Packed.Generic.200

SweeteJule · 15.03.2009, 20:13

Hallo,
habe auch den Virus Packed.Generic.200 auf meinem PC
Leider kenne ich mich nun wirklich kaum mit Viren etc. aus ich habe Norton Internet Security 2009 durchlaufen lassen, aber das Programm hat alles in Quarantäne verschoben bis auf diesen Virus.
Das Programm hat mir auch angezeigt in welcher Datei er ist nur leider kann ich das alles nicht entziffern.
Hoffentlich kann mir jemand helfen bin nämlich ganz schön ratlos.
Hier mir die angezeigten Dateien
globalroot/systemroot/system32/uacnjemonrf.dll
globalroot/systemroot/system32/uacnjemonrf.dll
globalroot/systemroot/system32/uacptnkbwul.dll
globalroot/systemroot/system32/uacptnkbwul.dll
globalroot/systemroot/system32/uacptnkbwul.dll
globalroot/systemroot/system32/uacptnkbwul.dll
globalroot/systemroot/system32/uacptnkbwul.dll
globalroot/systemroot/system32/uacptnkbwul.dll
globalroot/systemroot/system32/uackrirsdpl.dll
globalroot/systemroot/system32/uacptnkbwul.dll
globalroot/systemroot/system32/uackrirsdpl.dll
globalroot/systemroot/system32/uacptnkbwul.dll
globalroot/systemroot/system32/uackrirsdpl.dll
globalroot/systemroot/system32/uacptnkbwul.dll
Wenn jm. weiß welche Dateien das sind bitte melden
Schon mal im Voraus ganz liebes Danke schön
Liebe Grüße

john.doe · 15.03.2009, 20:19

Hallo SweeteJule und

GMER - Rootkit Detection

Lade Tralala von File-Upload.net - Tralala.exe
Klick auf Download (rechts in der Mitte) und speichere es auf den Desktop
Doppelklick auf Tralala.exe
Der Reiter Rootkit oben ist schon angewählt

Drücke Scan, Der Vorgang kann je nach System 3 - 10min dauern
nach Beendigung des Scan, drücke "Copy"
nun kannst Du das Ergebnis hier einfügen.
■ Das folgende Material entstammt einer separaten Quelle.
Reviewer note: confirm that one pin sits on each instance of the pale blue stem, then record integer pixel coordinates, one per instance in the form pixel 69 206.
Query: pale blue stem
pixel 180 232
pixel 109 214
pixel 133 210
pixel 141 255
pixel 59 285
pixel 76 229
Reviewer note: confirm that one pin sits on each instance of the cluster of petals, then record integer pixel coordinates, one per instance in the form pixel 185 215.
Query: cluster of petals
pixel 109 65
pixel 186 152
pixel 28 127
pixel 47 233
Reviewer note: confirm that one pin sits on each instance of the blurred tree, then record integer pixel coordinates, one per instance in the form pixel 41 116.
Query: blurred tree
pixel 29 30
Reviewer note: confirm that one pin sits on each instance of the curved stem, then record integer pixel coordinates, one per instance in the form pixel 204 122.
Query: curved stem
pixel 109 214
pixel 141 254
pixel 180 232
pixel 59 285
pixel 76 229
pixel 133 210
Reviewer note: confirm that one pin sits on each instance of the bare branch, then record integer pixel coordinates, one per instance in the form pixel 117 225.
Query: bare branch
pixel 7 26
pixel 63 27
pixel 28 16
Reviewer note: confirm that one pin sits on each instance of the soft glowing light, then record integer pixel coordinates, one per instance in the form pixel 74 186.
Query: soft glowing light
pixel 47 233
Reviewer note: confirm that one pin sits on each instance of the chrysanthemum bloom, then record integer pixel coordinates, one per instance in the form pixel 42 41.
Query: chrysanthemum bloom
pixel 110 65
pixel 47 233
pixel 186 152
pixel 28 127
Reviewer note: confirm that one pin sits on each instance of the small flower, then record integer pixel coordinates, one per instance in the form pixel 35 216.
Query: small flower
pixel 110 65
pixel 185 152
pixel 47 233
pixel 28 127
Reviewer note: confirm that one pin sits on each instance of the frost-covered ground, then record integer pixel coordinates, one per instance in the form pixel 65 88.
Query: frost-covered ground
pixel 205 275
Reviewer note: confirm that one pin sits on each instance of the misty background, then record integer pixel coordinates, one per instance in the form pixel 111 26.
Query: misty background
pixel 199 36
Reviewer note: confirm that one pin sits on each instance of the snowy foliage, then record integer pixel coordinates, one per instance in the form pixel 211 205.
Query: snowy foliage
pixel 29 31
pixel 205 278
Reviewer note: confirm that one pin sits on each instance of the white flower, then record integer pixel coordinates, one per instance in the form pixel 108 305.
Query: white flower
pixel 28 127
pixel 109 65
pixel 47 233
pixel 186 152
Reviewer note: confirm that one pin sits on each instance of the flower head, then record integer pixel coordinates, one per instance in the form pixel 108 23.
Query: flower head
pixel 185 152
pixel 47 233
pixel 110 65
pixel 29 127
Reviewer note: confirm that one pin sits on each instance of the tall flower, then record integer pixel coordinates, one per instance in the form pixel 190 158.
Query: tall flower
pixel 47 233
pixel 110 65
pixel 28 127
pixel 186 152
Sollte das Log zu lang sein, dann lade es bei einem Filehoster wie z.B. Materialordner hoch und poste den Link.
Sollte GMER sagen "Gmer hasen´t found any System Modifikation", so hat GMER keine Einträge gefunden.

ciao, andreas

p.s.: Klicke auf Copy, Klicke hier auf Antworten, drücke [Strg]v

SweeteJule · 15.03.2009, 21:14

Ist das normal, dass das so lange dauert? =S
Liebe Grüße

john.doe · 15.03.2009, 21:16

Siehst du den Knopf Copy?

SweeteJule · 15.03.2009, 21:17

Ja kla
aber des läuft ja noch oder is des schon fertig?
Sry wenn ich nerv hab aber echt kein plan

john.doe · 15.03.2009, 21:21

Wenn du den Knopf siehst, dann ist er fertig.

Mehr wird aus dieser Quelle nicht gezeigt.